Meanwhile, NWT Green Party Campaign Manager Neesha Rao wrote a request to Thunberg over email on Monday.

Rao compared Thunberg to Autumn Peltier, who addressed the United Nations on clean water at the end of September. She said young leaders like them send "a clear message to adults in power that we have to do something about climate change."

She said the visit could be a rallying point for climate action ahead of the federal election, pointing to the Sept. 27 climate strike in Yellowknife, which organizers said attracted around 1,000 people.

“Children speak with such clarity and truth and say it with such purity, and I think we as adults have an obligation to listen to kids when they speak so clearly,” she said.

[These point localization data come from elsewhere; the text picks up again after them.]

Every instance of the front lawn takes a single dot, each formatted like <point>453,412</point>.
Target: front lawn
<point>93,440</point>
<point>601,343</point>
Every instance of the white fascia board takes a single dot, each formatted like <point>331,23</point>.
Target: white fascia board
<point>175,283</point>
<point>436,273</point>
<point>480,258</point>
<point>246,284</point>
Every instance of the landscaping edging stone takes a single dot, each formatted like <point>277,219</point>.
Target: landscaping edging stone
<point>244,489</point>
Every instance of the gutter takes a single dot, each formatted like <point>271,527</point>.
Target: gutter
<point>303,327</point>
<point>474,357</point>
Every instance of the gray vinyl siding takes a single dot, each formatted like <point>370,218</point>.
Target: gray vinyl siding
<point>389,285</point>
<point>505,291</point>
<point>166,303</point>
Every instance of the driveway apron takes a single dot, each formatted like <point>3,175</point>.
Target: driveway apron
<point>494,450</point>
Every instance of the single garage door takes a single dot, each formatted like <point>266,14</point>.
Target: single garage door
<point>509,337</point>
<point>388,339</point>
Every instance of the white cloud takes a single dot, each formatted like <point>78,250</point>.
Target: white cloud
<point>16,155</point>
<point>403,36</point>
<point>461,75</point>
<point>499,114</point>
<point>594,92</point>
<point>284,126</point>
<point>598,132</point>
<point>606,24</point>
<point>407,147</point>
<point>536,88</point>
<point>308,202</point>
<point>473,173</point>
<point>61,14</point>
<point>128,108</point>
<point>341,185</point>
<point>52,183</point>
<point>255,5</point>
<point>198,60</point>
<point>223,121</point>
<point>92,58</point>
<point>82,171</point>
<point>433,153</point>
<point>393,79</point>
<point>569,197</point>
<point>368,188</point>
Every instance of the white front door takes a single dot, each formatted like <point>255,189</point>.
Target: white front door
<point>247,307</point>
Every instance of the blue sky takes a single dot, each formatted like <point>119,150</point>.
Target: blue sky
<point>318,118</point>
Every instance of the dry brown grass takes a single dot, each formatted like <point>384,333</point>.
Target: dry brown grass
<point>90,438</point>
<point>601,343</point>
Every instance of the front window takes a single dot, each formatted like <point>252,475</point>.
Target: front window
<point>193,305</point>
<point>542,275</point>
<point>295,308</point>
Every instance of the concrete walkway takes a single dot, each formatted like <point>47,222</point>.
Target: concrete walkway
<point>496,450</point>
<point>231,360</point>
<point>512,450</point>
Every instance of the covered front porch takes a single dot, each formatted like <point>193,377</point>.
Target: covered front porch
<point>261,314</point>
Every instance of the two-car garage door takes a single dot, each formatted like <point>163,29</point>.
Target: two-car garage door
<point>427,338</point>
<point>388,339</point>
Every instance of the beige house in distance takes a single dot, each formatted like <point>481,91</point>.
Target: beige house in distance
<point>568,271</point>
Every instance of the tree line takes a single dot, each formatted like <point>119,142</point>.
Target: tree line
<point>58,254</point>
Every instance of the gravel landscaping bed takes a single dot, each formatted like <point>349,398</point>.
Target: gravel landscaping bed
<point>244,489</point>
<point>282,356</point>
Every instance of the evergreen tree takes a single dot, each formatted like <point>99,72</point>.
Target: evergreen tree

Rao said “it would be a huge inspiring moment,” though “it would be a little bit of an Ikea-run to get Greta,” owing to her mobility issues.

Yellowknife North MLA Rylund Johnson never got a response to his invite, and acknowledged there were a lack of charging stations for electric vehicles along the highway.

He said the North was nevertheless lacking a voice on climate change on the international stage. “I think the publicity that Greta is getting right now is a tool that can be used to bring our voice to the table."

One of his goals for the next four years is to have territorial leaders point out the North is disproportionately feeling the effects of climate change, citing coastal erosion, permafrost slumps and declining caribou populations.

On top of that, Johnson said Thunberg is a representative of a youth movement that had spread to young people through the territory.

“If she can do that, so can anyone else up here in the North,” he said.